Monday 1/4: Moontype—"Ferry"
Today, we share our thoughts on a recent song by the Chicago indie band Moontype.
Welcome to Endless Scroll, the brainchild of Eli Enis (he/him) and Eric Bennett (they/them). Since Feb. 2019, we’ve been a weekly podcast about music, the internet, and where those two things intersect. Now we’re, also a M-F newsletter about songs. Our format is simple: a link to a song and a short take from each of us about what we think of it. Each day of the week has a corresponding genre: Monday is indie, Tuesday is punk, Wednesday is hip-hop, Thursday is pop, and Friday is misc.
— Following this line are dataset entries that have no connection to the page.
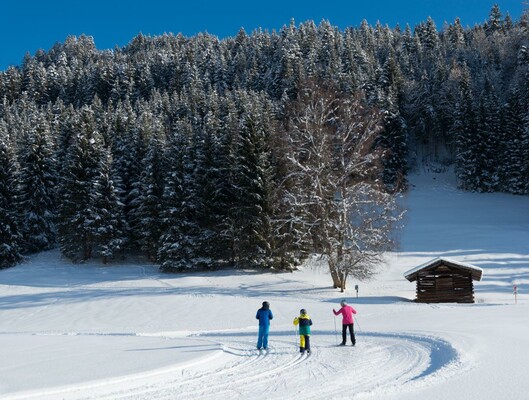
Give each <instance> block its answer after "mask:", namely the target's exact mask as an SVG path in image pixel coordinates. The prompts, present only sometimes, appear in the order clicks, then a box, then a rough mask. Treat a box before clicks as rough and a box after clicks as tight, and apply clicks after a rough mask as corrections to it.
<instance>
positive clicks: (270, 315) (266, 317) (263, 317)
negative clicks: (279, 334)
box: [255, 308, 274, 326]
mask: <svg viewBox="0 0 529 400" xmlns="http://www.w3.org/2000/svg"><path fill="white" fill-rule="evenodd" d="M255 318H256V319H258V320H259V326H269V325H270V320H271V319H273V318H274V315H273V314H272V310H270V309H268V310H265V309H264V308H260V309H259V310H257V314H256V315H255Z"/></svg>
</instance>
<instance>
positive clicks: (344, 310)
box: [332, 300, 356, 346]
mask: <svg viewBox="0 0 529 400" xmlns="http://www.w3.org/2000/svg"><path fill="white" fill-rule="evenodd" d="M340 305H341V306H342V308H340V309H339V310H338V311H336V310H335V309H334V308H333V309H332V312H333V313H334V315H339V314H342V343H340V346H345V342H346V337H347V328H349V333H350V334H351V342H352V343H353V346H354V345H355V344H356V338H355V334H354V319H353V314H356V310H355V309H354V308H353V307H351V306H349V305H347V302H346V301H345V300H342V301H341V302H340Z"/></svg>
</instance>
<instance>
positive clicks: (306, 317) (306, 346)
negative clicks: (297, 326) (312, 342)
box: [294, 308, 312, 354]
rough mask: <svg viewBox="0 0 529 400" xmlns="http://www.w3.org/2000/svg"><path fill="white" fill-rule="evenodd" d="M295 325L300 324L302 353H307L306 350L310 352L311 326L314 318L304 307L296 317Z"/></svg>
mask: <svg viewBox="0 0 529 400" xmlns="http://www.w3.org/2000/svg"><path fill="white" fill-rule="evenodd" d="M294 325H296V326H297V325H299V352H300V353H301V354H303V353H305V351H307V353H310V326H311V325H312V320H311V319H310V317H309V315H308V314H307V311H306V310H305V309H304V308H302V309H301V310H300V311H299V317H296V318H294Z"/></svg>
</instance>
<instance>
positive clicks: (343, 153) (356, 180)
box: [285, 82, 401, 292]
mask: <svg viewBox="0 0 529 400" xmlns="http://www.w3.org/2000/svg"><path fill="white" fill-rule="evenodd" d="M291 106H292V108H293V110H292V112H291V115H292V117H291V118H290V119H289V122H288V129H287V132H288V134H287V135H286V139H285V140H286V142H287V143H286V145H287V149H288V150H287V156H286V157H287V160H288V163H289V165H290V171H289V174H288V175H287V180H288V185H286V186H287V187H288V188H289V190H288V191H287V193H286V196H287V198H288V199H289V202H290V203H291V204H292V205H293V207H295V208H296V210H297V217H298V218H299V220H300V221H302V224H303V226H304V232H306V233H307V235H310V237H311V239H312V243H313V245H314V250H315V251H316V252H317V253H320V254H321V255H322V256H323V257H325V258H326V260H327V262H328V265H329V271H330V274H331V277H332V280H333V285H334V287H335V288H340V289H341V291H342V292H343V291H344V290H345V287H346V281H347V278H348V277H349V276H354V277H357V278H367V277H369V276H371V275H372V274H373V271H374V267H375V266H376V264H377V263H378V262H379V261H380V258H381V256H382V253H383V252H384V251H385V250H387V249H389V248H390V247H391V239H390V237H391V236H390V235H391V232H392V227H393V226H394V224H395V223H396V222H397V221H398V220H399V219H400V218H401V213H400V212H399V211H398V209H397V205H396V202H395V197H394V195H391V194H389V193H387V192H386V191H385V190H384V187H383V185H382V183H381V182H380V181H379V179H378V177H379V176H380V168H381V165H382V164H381V162H380V159H381V156H382V152H381V151H375V150H374V146H373V143H374V140H375V139H376V137H377V135H378V134H379V132H380V129H381V128H380V127H381V125H380V121H381V115H380V113H379V112H378V110H375V109H372V108H369V107H367V106H366V104H365V101H364V99H363V97H362V96H361V94H358V95H357V96H354V97H343V96H339V95H338V94H337V92H335V91H333V90H332V88H326V87H323V86H321V85H318V84H317V83H315V82H309V83H306V84H305V85H304V88H303V89H302V90H300V95H299V99H298V100H297V101H296V102H295V103H293V104H292V105H291Z"/></svg>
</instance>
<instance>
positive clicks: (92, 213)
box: [57, 106, 103, 262]
mask: <svg viewBox="0 0 529 400" xmlns="http://www.w3.org/2000/svg"><path fill="white" fill-rule="evenodd" d="M102 147H103V146H102V138H101V135H100V134H99V133H98V132H97V130H96V129H95V122H94V119H93V114H92V110H91V109H90V107H88V106H84V107H83V108H82V109H81V110H80V116H79V120H78V122H77V134H76V135H75V136H74V137H72V141H71V144H70V146H69V148H68V154H67V157H66V160H65V163H66V165H65V166H64V168H63V175H62V177H61V178H62V179H61V182H60V186H59V198H60V207H59V217H58V223H57V225H58V241H59V244H60V247H61V251H62V253H63V254H64V255H65V256H66V257H68V258H70V259H71V260H73V261H76V262H78V261H85V260H88V259H89V258H91V257H92V251H93V245H94V237H93V230H92V225H93V223H94V220H93V217H94V213H93V210H92V207H93V204H92V192H93V186H94V182H95V180H96V178H97V177H98V176H99V174H100V164H101V158H102Z"/></svg>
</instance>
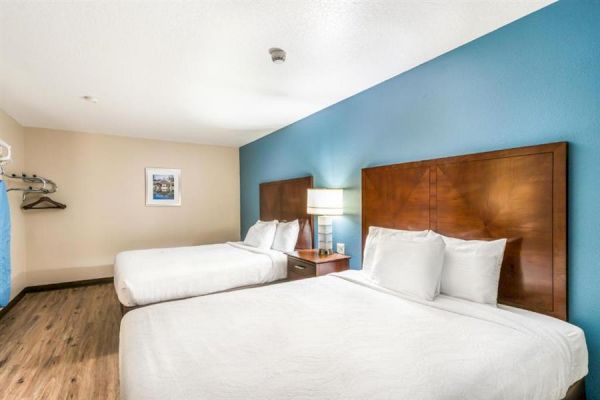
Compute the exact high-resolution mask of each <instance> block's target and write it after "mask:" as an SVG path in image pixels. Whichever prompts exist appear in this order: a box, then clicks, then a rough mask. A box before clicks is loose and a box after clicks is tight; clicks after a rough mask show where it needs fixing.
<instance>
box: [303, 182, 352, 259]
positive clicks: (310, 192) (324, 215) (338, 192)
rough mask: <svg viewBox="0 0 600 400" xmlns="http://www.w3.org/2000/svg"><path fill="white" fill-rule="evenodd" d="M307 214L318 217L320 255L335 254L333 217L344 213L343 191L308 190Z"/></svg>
mask: <svg viewBox="0 0 600 400" xmlns="http://www.w3.org/2000/svg"><path fill="white" fill-rule="evenodd" d="M306 208H307V210H306V211H307V213H308V214H311V215H318V220H317V223H318V231H317V232H318V237H319V255H328V254H333V224H332V222H333V221H332V216H335V215H342V214H343V213H344V191H343V190H342V189H308V199H307V207H306Z"/></svg>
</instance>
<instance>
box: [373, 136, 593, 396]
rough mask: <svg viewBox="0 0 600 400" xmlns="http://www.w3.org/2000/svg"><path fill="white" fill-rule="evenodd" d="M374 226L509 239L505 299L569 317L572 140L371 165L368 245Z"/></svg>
mask: <svg viewBox="0 0 600 400" xmlns="http://www.w3.org/2000/svg"><path fill="white" fill-rule="evenodd" d="M370 226H381V227H385V228H394V229H406V230H425V229H431V230H434V231H436V232H438V233H441V234H443V235H447V236H453V237H458V238H462V239H487V240H492V239H499V238H507V239H508V242H507V245H506V250H505V255H504V261H503V264H502V269H501V276H500V285H499V292H498V302H499V303H502V304H506V305H511V306H515V307H519V308H523V309H527V310H531V311H535V312H539V313H542V314H546V315H550V316H553V317H556V318H560V319H562V320H567V316H568V314H567V311H568V307H567V305H568V302H567V143H565V142H560V143H551V144H544V145H538V146H529V147H520V148H514V149H507V150H499V151H490V152H485V153H477V154H469V155H464V156H455V157H446V158H438V159H432V160H426V161H416V162H406V163H400V164H393V165H385V166H378V167H371V168H365V169H363V170H362V239H363V248H364V243H365V240H366V237H367V234H368V231H369V227H370ZM566 398H567V399H571V398H572V399H581V398H585V393H584V381H583V379H582V380H581V381H579V382H577V383H576V384H574V385H573V386H572V388H571V390H570V391H569V394H568V395H567V397H566Z"/></svg>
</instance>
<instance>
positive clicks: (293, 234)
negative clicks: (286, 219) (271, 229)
mask: <svg viewBox="0 0 600 400" xmlns="http://www.w3.org/2000/svg"><path fill="white" fill-rule="evenodd" d="M298 233H300V224H299V223H298V220H294V221H291V222H280V223H278V224H277V230H276V231H275V240H274V241H273V246H271V248H272V249H273V250H278V251H283V252H289V251H294V249H295V248H296V242H298Z"/></svg>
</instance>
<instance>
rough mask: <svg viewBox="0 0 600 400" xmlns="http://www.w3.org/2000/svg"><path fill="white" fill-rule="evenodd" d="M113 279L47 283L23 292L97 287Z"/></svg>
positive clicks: (87, 280)
mask: <svg viewBox="0 0 600 400" xmlns="http://www.w3.org/2000/svg"><path fill="white" fill-rule="evenodd" d="M113 281H114V278H113V277H112V276H109V277H106V278H95V279H84V280H82V281H71V282H60V283H49V284H46V285H36V286H28V287H26V288H25V289H24V290H27V292H28V293H30V292H45V291H48V290H60V289H69V288H74V287H80V286H90V285H99V284H102V283H112V282H113Z"/></svg>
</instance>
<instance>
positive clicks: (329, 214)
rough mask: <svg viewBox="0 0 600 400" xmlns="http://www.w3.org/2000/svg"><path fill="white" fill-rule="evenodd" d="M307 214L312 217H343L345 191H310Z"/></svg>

Today, we share our thoughts on a recent song by the Chicago indie band Moontype.
Moontype—“Ferry”
Eric Bennett:
Chicago’s Moontype are one of a few bands I recently learned about and am immediately rooting for. Their most recent single “Ferry” follows the tried-and-true format of quiet-then-loud, a format I am pretty easily grabbed by. The song’s chorus finds their vocalist Margaret McCarthy wishing to “take the ferry to Michigan” and escape where they are in life. These maritime lyrics mesh well with how the guitar riffs smash down like the waves of choppy water. The song just gets so big, and I honestly feel like I get lost inside it. I’d also recommend checking out the song’s incredible music video, which has exactly the kind of artistic sensibility you’d expect from a band that formed at Oberlin.
Eli Enis:
I like this Moontype song because it’s placid indie-rock with compositional intention. McCarthy’s voice straddles the restrained murmur of Lucy Dacus and the muted thrust of Vagabon’s Laetitia Tamko, two singer-songwriters who also write songs that bubble and boil rather than steadily simmer. Beneath McCarthy’s vocals rests a puddly shoegaze crunch that doesn’t neatly pour over the sides so much as it is splashes and spills in response to the jostling nature of the song. Every component of the track feels part of the same whole but there’s a real organic movement to the performance that resonates more like a journey than an afternoon of aimless wandering. Thoughtful, sensitive, and sharp all at once.